Accept-language: "fr"
In request.y
, you include the directive
#define YYSTYPE char*
So in the parser code generated by Bison, yylval
is of type char*
. But that line is not inserted into request.l
. So in the scanner code generated by Flex, yylval
has its default type, int
.
You could fix this by adding the definition of YYSTYPE
to your request.l
file but then you have the same setting repeated in two places, which is a recipe for disaster. Instead, use Bison`s declaration syntax:
%define api.value.type { char* }
(Note: that's a Bison declaration, not a C preprocessor define, so it goes with your other Bison %
directives.)
The advantage of this solution is that Bison also adds the declaration to the header file it produces. Since that file is #include
d in request.l
, no modifications need to be made to your scanner.
C, unfortunately, allows a pointer to be converted to an integer type even if the integer type is too narrow to hold the entire address, which is the case with a typical 64-bit platform with 8-byte pointers and 4-byte int
. So in your scanner, setting the value of what the compiler thinks is a four-byte int
to an eight-byte pointer means that the value will be truncated. So when the parser attempts to use it as an address, you'll get a segfault. If you're lucky.

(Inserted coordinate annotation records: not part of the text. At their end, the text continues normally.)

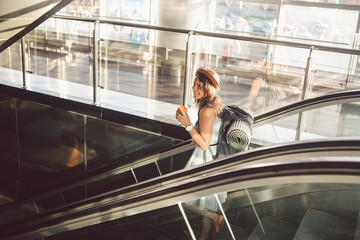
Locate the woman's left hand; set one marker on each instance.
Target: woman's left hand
(183, 118)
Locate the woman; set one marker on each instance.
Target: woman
(205, 135)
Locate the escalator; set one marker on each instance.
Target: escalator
(55, 209)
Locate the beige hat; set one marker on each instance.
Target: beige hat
(211, 75)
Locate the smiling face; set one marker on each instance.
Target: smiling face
(198, 89)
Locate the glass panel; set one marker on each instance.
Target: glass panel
(280, 131)
(58, 52)
(325, 25)
(333, 121)
(242, 17)
(353, 2)
(330, 73)
(10, 65)
(143, 63)
(9, 170)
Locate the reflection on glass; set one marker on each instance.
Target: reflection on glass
(51, 141)
(320, 24)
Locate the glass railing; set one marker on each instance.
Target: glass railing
(298, 190)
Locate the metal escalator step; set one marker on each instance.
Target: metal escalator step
(321, 225)
(274, 228)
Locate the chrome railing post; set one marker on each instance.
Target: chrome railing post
(187, 70)
(95, 61)
(23, 63)
(304, 95)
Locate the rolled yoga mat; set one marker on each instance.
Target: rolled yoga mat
(239, 134)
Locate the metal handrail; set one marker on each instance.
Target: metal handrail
(218, 35)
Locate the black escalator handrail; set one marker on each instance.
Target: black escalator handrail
(287, 161)
(101, 174)
(308, 104)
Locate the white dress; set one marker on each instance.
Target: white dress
(197, 157)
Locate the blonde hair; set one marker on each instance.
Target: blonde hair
(210, 96)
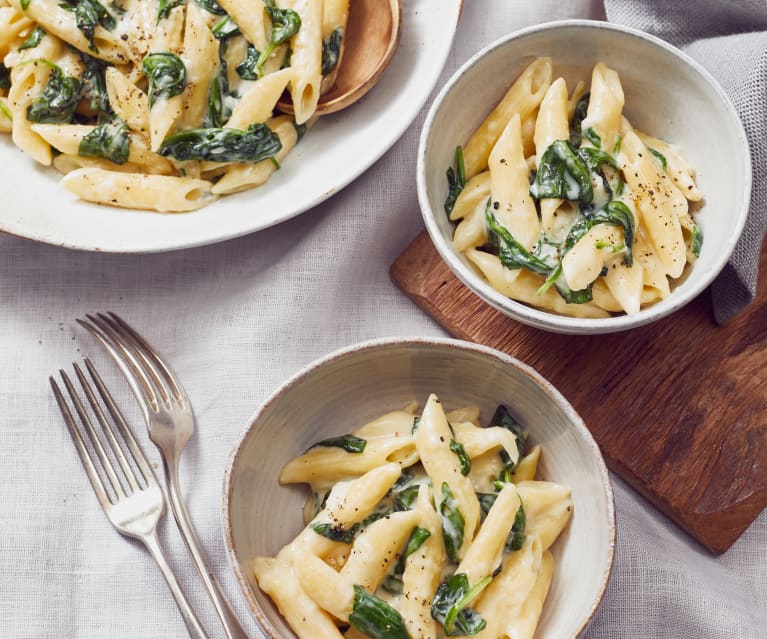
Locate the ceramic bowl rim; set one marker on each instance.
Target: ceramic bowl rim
(427, 343)
(561, 323)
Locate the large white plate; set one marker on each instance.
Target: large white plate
(332, 154)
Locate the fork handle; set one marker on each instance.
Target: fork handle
(229, 620)
(187, 614)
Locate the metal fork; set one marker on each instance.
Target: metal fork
(135, 504)
(170, 422)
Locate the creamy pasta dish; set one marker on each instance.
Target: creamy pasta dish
(560, 203)
(164, 104)
(420, 526)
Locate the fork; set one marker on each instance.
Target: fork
(170, 422)
(135, 504)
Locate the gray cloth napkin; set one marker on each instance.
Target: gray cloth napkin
(729, 38)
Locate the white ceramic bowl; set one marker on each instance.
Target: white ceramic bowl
(352, 386)
(668, 95)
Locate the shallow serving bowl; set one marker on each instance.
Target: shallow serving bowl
(668, 95)
(350, 387)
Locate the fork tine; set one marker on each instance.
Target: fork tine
(95, 441)
(105, 426)
(82, 451)
(140, 384)
(135, 450)
(139, 353)
(151, 353)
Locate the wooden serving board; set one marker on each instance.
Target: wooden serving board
(678, 407)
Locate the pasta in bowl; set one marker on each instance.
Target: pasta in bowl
(581, 197)
(369, 547)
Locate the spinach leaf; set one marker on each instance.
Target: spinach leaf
(247, 68)
(211, 6)
(225, 28)
(89, 14)
(166, 6)
(33, 39)
(516, 538)
(166, 73)
(460, 451)
(375, 618)
(697, 240)
(661, 158)
(592, 136)
(453, 522)
(109, 141)
(562, 174)
(579, 113)
(450, 606)
(5, 77)
(222, 145)
(405, 498)
(218, 112)
(94, 84)
(504, 419)
(58, 100)
(331, 50)
(456, 180)
(337, 533)
(285, 24)
(393, 582)
(511, 253)
(349, 443)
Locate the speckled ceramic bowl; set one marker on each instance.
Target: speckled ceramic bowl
(668, 95)
(352, 386)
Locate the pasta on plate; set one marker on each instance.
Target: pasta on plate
(420, 527)
(561, 204)
(164, 104)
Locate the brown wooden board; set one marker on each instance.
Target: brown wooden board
(678, 407)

Most C compilers will warn you about this truncation -- but only if you tell the compiler that you want to see warnings (-Wall
for clang and gcc). Compiling with -Wall
is always important, even when compiling the output of a code generator.
You also need to fix the typo noted by @JakobStark.